Salary and wages are ordinary income for the purposes of subsection 6-5(2) of the ITAA 1997.
Subsection 6-15(2) of the ITAA 1997 provides that if an amount is exempt income then it is not assessable income.
Section 11-15 of the ITAA 1997 lists those provisions dealing with income which may be exempt. Included in this list is section 23AG of the ITAA 1936 which deals with overseas employment income.
Subsection 23AG(1) of the ITAA 1936 provides that where a resident taxpayer is engaged in foreign service for a continuous period of not less than 91 days, any foreign earnings derived will be exempt from tax in Australia. 'Foreign service' includes service in a foreign country in the capacity as an employee and 'foreign earnings' include income consisting of salary and wages (subsection 23AG(7) of the ITAA 1936).
In determining liability to Australian tax on foreign sourced income received by a resident, it is necessary to consider not only the income tax laws, but also any applicable double tax agreement contained in the International Tax Agreements Act 1953 (the Agreements Act).
Section 4 of the Agreements Act incorporates that Act with the ITAA 1936 and the ITAA 1997 so that those Acts are read as one. In the event of inconsistent provisions, the Agreements Act overrides the ITAA 1936 and ITAA 1997 (except in some limited situations).
Schedule 39 to the Agreements Act contains the double tax agreement between Australia and the Kingdom of Spain (the Spanish Agreement). The Spanish Agreement operates to avoid the double taxation of income received by Australian and Spanish residents.
Article 15(1) of the Spanish Agreement provides that salary and wages derived by an individual who is a resident of Australia in respect of an employment will be taxable only in Australia unless the employment is exercised in Spain. If the employment is exercised in Spain, the remuneration may be taxed in Spain.

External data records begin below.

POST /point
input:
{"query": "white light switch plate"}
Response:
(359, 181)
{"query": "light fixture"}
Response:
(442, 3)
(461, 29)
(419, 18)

However, Article 15(2) of the Spanish Agreement provides that remuneration derived by an Australian resident individual taxpayer in respect of an employment exercised in Spain will be taxable only in Australia if: • the taxpayer is present in Spain for a period or periods not exceeding in the aggregate 183 days in the year of income; • the remuneration is paid by, or on behalf of, an employer who is not a Spanish resident; and • the remuneration is not deductible in determining the taxable profits of a permanent establishment or fixed base which the employer has in Spain.
Article 15(2) of the Spanish Agreement will apply as the taxpayer is present in Spain for a period less than 183 days in the year of income and the remuneration is paid by an employer who is not a Spanish resident with any permanent establishment or fixed base in Spain.
The salary and wages received by the taxpayer are not exempt from tax under subsection 23AG(1) of the ITAA 1936 as the taxpayer has not been engaged in foreign service for a continuous period of not less than 91 days.
Accordingly, the salary and wages received by the taxpayer while present in Spain will form part of their assessable income under subsection 6-5(2) of the ITAA 1997.